I spent most of my time lost in my thoughts as a child, and rarely spoke until I was around ten years old. This allowed me to develop a vivid imagination and strong creative abilities. My mother, who was a singer, would sing every day, listen to musicals, and sing silly songs while doing chores. Her love for music sparked my interest and helped me discover my photographic memory and mimicking abilities.
At the time, I had no idea that these were part of my autism. I often felt like an alien, wondering why people around me couldn't remember things the same way I did. However, I later realized that my creativity came with a cost. When one "fader" on the "neurodivergent mixing board" went up, such as the creative fader, another fader, such as the social-emotional or bodily motor functionality fader, would often go down. So, while I excelled in areas such as art or music, I struggled with communication and basic writing skills.
As a child, I experienced many unique perceptions that no one else seemed to understand. For example, when I was around 9 or 10 years old, I began seeing a "quantum universe" with visible connections that resembled a network I could access. Unfortunately, no one listened to me, and this experience was exclusive to me. Nonetheless, I continued to draw what I saw until I could understand it. My drawings appeared as detailed abstract works to others, but they were a compulsion that needed to be completed for me.
As an autistic person, numbers, dots, and lines of imaginary metaphysical connections have become a permanent part of my perception of the world. Understanding how neuro-pathway functions work in our bodies, and that in the case of autism, some pathways lack shielding while others have too much, has helped me understand my unique perspectives. Sometimes the signals between the brain and the body are absorbed into the wrong path or get lost in a loop due to too much interference. These perceptions become the art that I create.

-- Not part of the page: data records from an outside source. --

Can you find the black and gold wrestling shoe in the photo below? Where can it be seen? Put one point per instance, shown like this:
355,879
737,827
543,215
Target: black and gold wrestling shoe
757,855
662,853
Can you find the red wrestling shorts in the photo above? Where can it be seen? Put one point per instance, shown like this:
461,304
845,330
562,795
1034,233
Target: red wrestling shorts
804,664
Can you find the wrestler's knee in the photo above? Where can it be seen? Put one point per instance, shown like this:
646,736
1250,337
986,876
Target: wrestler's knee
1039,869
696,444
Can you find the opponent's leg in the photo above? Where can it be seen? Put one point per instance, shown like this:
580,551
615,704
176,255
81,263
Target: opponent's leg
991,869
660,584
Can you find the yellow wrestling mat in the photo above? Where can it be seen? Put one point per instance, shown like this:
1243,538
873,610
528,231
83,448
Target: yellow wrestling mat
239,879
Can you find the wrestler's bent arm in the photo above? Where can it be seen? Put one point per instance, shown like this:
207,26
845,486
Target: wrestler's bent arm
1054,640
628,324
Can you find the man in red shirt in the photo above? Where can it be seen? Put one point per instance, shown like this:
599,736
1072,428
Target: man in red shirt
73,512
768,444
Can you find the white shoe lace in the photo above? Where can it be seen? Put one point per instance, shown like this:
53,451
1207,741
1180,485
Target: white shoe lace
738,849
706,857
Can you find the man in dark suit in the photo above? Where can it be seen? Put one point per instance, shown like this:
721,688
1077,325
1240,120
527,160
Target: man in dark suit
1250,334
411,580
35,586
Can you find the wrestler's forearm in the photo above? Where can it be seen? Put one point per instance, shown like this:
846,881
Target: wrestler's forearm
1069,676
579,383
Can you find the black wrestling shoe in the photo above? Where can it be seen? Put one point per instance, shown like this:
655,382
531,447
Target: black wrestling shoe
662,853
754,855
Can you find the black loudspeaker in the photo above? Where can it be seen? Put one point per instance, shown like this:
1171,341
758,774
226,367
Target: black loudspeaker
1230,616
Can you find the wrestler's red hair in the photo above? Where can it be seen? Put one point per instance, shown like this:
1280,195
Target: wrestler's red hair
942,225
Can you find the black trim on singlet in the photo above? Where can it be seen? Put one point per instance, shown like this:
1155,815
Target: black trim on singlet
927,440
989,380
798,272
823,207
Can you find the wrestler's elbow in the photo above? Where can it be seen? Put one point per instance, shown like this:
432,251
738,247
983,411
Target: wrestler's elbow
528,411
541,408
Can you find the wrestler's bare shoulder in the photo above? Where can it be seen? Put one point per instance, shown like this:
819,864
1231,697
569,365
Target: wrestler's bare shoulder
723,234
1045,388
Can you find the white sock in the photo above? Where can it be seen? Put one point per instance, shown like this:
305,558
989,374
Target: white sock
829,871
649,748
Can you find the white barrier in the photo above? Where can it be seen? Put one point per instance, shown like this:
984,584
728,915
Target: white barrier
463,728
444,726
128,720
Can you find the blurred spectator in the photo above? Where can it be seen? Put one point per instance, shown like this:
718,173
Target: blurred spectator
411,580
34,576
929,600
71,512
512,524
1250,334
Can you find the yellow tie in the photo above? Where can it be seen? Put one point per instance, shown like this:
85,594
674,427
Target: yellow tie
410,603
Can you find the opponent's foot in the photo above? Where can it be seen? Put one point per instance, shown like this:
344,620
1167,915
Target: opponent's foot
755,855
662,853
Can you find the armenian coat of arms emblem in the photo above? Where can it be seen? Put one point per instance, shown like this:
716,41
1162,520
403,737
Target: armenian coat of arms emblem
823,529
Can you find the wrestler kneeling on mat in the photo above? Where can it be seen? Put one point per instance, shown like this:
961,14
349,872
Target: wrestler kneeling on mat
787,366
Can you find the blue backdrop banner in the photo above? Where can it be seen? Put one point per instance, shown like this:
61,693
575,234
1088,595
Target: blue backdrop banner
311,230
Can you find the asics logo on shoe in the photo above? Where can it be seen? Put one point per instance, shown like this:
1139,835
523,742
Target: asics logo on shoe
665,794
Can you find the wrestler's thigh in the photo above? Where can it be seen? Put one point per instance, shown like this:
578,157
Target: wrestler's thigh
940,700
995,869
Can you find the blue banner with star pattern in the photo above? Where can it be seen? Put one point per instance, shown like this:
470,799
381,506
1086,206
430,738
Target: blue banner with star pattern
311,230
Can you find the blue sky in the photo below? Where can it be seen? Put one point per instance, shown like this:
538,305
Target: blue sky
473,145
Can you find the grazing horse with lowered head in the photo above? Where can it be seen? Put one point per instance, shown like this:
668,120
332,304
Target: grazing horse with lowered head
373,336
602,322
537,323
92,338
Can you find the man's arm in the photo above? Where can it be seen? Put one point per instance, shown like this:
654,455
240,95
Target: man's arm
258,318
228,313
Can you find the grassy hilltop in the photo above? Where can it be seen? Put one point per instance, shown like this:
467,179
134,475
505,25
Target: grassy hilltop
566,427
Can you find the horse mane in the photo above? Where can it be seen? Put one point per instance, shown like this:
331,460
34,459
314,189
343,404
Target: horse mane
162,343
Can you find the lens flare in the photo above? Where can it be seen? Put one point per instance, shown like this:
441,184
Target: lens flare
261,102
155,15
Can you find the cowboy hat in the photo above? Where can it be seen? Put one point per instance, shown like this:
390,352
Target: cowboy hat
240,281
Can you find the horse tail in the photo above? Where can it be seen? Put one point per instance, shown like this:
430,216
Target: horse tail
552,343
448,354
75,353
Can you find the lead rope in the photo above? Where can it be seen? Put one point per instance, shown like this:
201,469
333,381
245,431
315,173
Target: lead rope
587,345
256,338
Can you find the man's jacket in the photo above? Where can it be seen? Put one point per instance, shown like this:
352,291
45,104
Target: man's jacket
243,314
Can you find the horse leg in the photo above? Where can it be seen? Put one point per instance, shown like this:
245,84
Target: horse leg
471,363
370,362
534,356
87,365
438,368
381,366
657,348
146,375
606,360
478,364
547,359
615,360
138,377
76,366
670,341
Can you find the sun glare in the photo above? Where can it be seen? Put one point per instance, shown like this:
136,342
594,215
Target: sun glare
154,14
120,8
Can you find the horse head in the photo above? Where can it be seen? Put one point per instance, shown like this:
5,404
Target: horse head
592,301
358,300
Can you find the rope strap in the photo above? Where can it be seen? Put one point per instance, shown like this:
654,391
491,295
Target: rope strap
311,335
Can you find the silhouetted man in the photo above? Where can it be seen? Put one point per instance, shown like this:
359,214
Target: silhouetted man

After 48 years, I feel liberated and on a path towards further study and understanding of myself and others like me. I create art with my visions, regardless of whether or not others understand them in the same way. Beauty is subjective, and I find beauty in most things, often from multiple angles and at different times of the day. I believe that each moment has something to offer, so I encourage others to explore and appreciate the beauty that surrounds them.